I love the use of the word 'love' in this question. How often do we have 'love' and 'maths' in the same sentence? But it makes complete sense, 'cause maths is beautiful. Because I do think, when we’re a child, maths is enjoyable. Counting, noticing whether you count from the left or the right you get the same number. New little mathematical puzzles, as children we enjoy them and we lose that love of maths through school. And at the end of school in year 12 there's very few left who profess a love for maths.

I have a T-shirt which says, there's a maths exam tomorrow and I just wear it around uni, it freaks everyone out. It's like maths is a threat, it's an evil thing, almost, by the end. So, computational thinking is a great opportunity for students to rediscover their love of thinking rigorously and systematically. Yet, at the same time, being able to be creative because at school it's very hard to teach maths to be both rigorous and creative, but there are 17 million programs that can solve any particular computational problem.

So, you can have 17 million answers and if you give the same question every year to a different group of students over your whole profession, I bet you'll never see the same thing twice. And that's wonderful. And that is more inspiring to a student than a right, wrong tick. Yes, cross, no. So, I absolutely love that about computational thinking. Also, I love that you are solving real life problems. So, solving a problem in mathematics sometimes can seem very abstract, but writing a program is nicely concrete.

So, those who say, “Aw, I'll never have a use for maths,” as their reason why they don't like maths anymore. They wouldn't say that about computational thinking because they'll see, "Well actually, I wrote this program to do 'blah', and it was really fun, and now I want to do another one." So, yeah, absolutely. And it's playful, and you can share it with other people and you can do it collaboratively. There's just so many good things about computational thinking. So, yes, absolutely. Let's hope it rediscovers a love of mathematics and mathematical thinking, amongst all our kids.

Could something like data science, as an example of computational thinking in maths, together in action, be an in-road for students? What might other applications be?

So, data science is very trendy at the moment with employers, and there's all these new AI, well, there's one main new AI strategy, which people have discovered, deep learning, which is now allowing us to do all sorts of data science stuff.

So, yeah, I guess the answer is yes. You could use data science and that would be fun, but the sky's the limit to what you could do. I would ask the students, what are the problems that they're interested in, what are the things that they care deeply about? Maybe it's something to do with global warming, so then collect data, build devices that collect stream temperatures or salinities and log that. Find out what they really like and do it. There's computational solutions to every problem, partial solutions, at least.

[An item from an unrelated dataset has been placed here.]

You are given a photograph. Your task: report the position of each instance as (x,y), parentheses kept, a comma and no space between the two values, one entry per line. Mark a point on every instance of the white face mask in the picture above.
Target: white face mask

So, I find problems I care deeply about. If you’ve got students that care deeply about data science then it's the perfect example of a way of doing it. But find what it is they love and get them to do that. Music is a great thing, art is a great thing, helping people is a great thing. Maybe there's a community nearby they can help, maybe there's an old people home, maybe they can come up with devices that would help the old people. Maybe they care deeply about sport and they can come up with things that help their local sporting team. And you can later on get people from the team to come along and thank them. There's so many fun things you can do.

That certainly does sound like fun. Computational thinking is still an unknown for many people. Are there ways to make computational thinking more accessible for teachers who are not trained in computer science?

It's the age old problem. How can you learn music from a teacher that's not an expert musician? So, I have three strategies that you can think about. One is, have the teacher be more a facilitator and rely on students to teach students. So, farm the student committee, do a sort of crowdsourced exercise. Really the only skill the teacher then needs then, they don't need to be a computational thinker, they need to be enthusiastic and supportive and a nurturing sort of person. And then let the students go and do all these crazy projects and have the students help each other.

Now, it's very hard to self-teach yourself computational thinking. See, the first time I ran the course, if I had three or four students who were really good at it, I would ask them quietly, "Would you mind coming back and helping me next year?" And then they can be teacher's assistants next year. And then maybe you'd get ten people then and they can come back and then...

I helped at Ruse for a while and I taught a bit of computer programming there, and the students I taught then set up a club and they taught each other. As far as I know, that club is still going. And it's senior students teaching junior students and I don't have to go along or do anything anymore. They're brilliant, they're doing all these great things.

So, one is, make use of the student expertise you’ve got. Two is, you could teach yourself a little bit 'cause it is fun. I don't think you have to be an expert, I think you just have to enjoy it. So, if you are learning at the same time as the students or slightly in advance, I think that would be a really impressive teacher. When I teach my students how to program, I get a lot, 500 or 1,000 sometimes, in first year. Maybe half of them have never programmed before, we do an intensive programming course, they constantly are stressed and want to give up and are worried because it's hard to learn this skill. I tell them don't give up, you'll make it. I try and give them small successes early so they know that feeling of pushing through and having this... I try all this stuff, but I can still see they're struggling. They're just pouring their heart into it and they can't see results yet and they won't for another ten weeks.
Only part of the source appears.